Volkswagen will end a celebrity-driven campaign for its new Atlas Cross Sport crossover in favor of ads plugging a new program aimed at giving buyers some financial relief during the coronavirus outbreak.
The initiative, called “Community Driven Promise,” offers buyers who finance through Volkswagen Credit the ability to defer payments up to 90 days without fees, as well as lease extensions of up to six months. New buyers can delay their first payment for up to 180 days and get zero-interest loans for up to 72 months on most vehicles. The program runs through April 30.
A campaign backing the program features VW dealers in small towns across America talking against a backdrop of scenes showing empty storefronts, streets and classrooms, while pledging that “we are here to help.” The effort comes from Johannes Leonardo.
“We know this pandemic has caused significant stress and worry across America, and is putting financial strain on millions of households,” Scott Keogh, CEO of Volkswagen of America, stated in a press release. “We have a commitment to help our customers, our dealers, our employees and our communities in a time of crisis.”
The campaign, which will get TV airplay, replaces regular advertising, including the Atlas campaign.

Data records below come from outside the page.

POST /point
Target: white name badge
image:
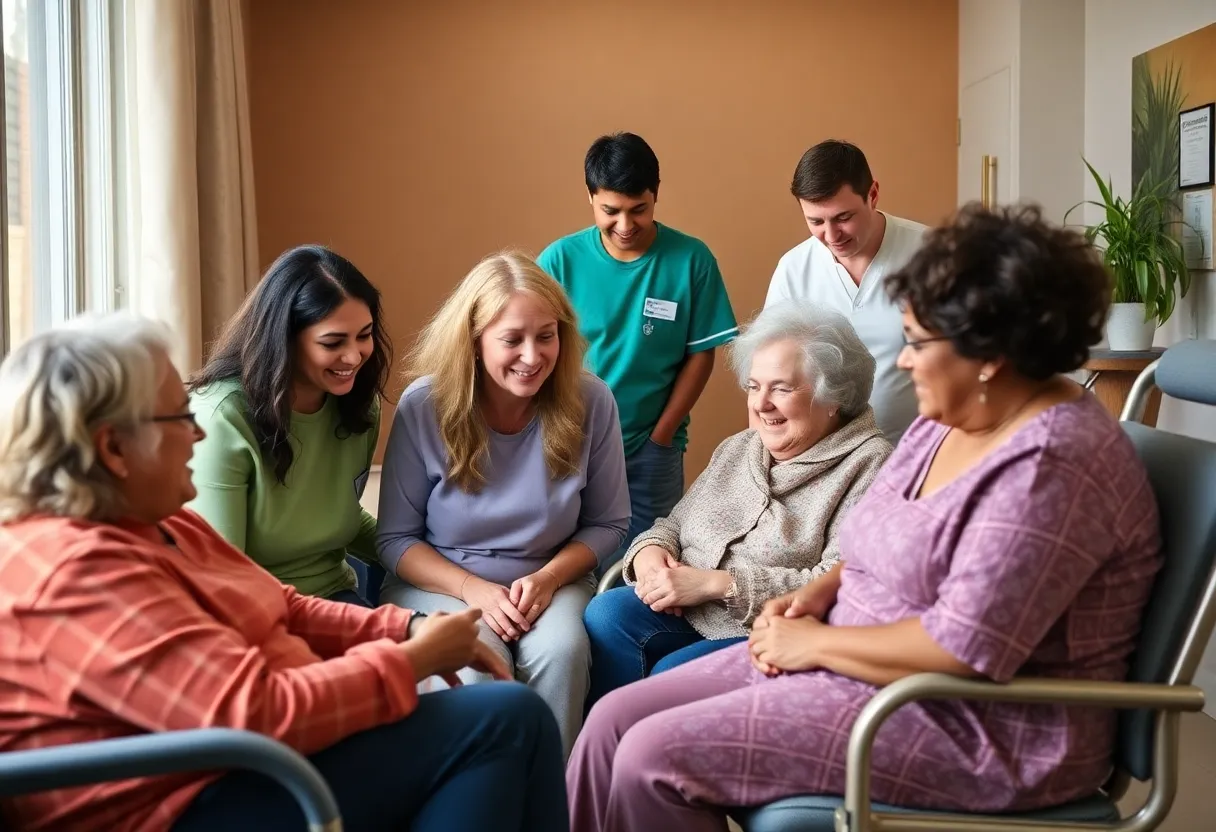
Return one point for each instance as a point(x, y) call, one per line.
point(664, 310)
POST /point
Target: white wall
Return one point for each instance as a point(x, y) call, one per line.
point(1116, 31)
point(1051, 93)
point(989, 40)
point(1039, 41)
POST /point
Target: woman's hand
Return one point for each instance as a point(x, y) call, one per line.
point(445, 644)
point(814, 599)
point(681, 586)
point(784, 645)
point(499, 613)
point(533, 594)
point(652, 558)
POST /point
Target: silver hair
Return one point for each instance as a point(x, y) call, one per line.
point(57, 388)
point(838, 366)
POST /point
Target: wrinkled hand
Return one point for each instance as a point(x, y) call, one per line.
point(675, 586)
point(499, 613)
point(651, 558)
point(784, 645)
point(812, 599)
point(445, 644)
point(533, 594)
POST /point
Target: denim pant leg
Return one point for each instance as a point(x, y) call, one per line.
point(656, 484)
point(485, 757)
point(628, 639)
point(694, 651)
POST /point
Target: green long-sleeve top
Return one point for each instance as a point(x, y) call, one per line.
point(300, 530)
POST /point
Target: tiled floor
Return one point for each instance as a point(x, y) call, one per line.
point(1194, 808)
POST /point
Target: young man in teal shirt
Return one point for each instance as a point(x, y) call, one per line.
point(653, 308)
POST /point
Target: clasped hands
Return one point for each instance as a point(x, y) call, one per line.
point(787, 631)
point(511, 611)
point(664, 584)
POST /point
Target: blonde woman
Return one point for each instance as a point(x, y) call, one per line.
point(504, 482)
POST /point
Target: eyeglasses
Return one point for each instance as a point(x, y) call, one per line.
point(918, 343)
point(176, 417)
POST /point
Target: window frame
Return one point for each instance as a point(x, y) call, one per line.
point(77, 186)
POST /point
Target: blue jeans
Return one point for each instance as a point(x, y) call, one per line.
point(656, 484)
point(630, 641)
point(350, 596)
point(370, 577)
point(484, 757)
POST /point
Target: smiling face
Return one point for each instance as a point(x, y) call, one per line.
point(155, 483)
point(330, 353)
point(844, 223)
point(945, 382)
point(519, 347)
point(781, 402)
point(625, 223)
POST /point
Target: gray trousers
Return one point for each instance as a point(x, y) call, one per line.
point(553, 658)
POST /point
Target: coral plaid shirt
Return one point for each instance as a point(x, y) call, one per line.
point(105, 634)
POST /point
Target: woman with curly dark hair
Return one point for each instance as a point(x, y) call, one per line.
point(290, 402)
point(1013, 532)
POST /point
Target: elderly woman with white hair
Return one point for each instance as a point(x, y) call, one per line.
point(761, 520)
point(124, 613)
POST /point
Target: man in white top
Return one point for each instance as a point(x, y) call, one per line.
point(853, 246)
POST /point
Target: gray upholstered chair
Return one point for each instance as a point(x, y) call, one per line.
point(203, 749)
point(1177, 625)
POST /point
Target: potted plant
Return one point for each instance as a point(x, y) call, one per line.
point(1141, 247)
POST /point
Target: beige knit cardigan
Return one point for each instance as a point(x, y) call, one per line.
point(771, 524)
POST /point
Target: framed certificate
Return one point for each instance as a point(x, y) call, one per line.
point(1195, 146)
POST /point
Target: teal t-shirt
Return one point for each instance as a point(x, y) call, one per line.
point(299, 530)
point(642, 319)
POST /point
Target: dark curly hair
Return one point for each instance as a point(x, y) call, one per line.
point(1007, 284)
point(304, 286)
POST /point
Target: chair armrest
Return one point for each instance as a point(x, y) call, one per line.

That effort debuted in early March and starred Paul Giamatti as a “celebrity accountant” advising his free-spending client, played by Kieran Culkin, known for his portrayal of Roman Roy in HBO’s “Succession.” A VW spokesman confirmed those national ads “have been phased out, and regional [ads] will be phasing out over the next few days.”
The decision to shift media to a coronavirus-response message follows similar moves by other automakers that are suddenly operating in a vastly different economic environment. Sales have plummeted as dealer showrooms go dark amid stay-at-home orders issued by multiple states.
“Everyone is basically holding their breath for April,” Mark Wakefield, global co-head of the automotive and industrial practice at AlixPartners, told Automotive News. The firm lowered its forecast for 2020 U.S. sales to 13.5 million units. “We do think the market comes back sharply but not where it was,” Wakefield said.
In an attempt to keep some business coming, Volkwagen is following other automakers in plugging dealer-run programs that offer home pickup and delivery of cars. It aims to “help customers who want to practice social distancing, but still need their vehicles brought to a participating dealership for service or repairs,” the automaker stated.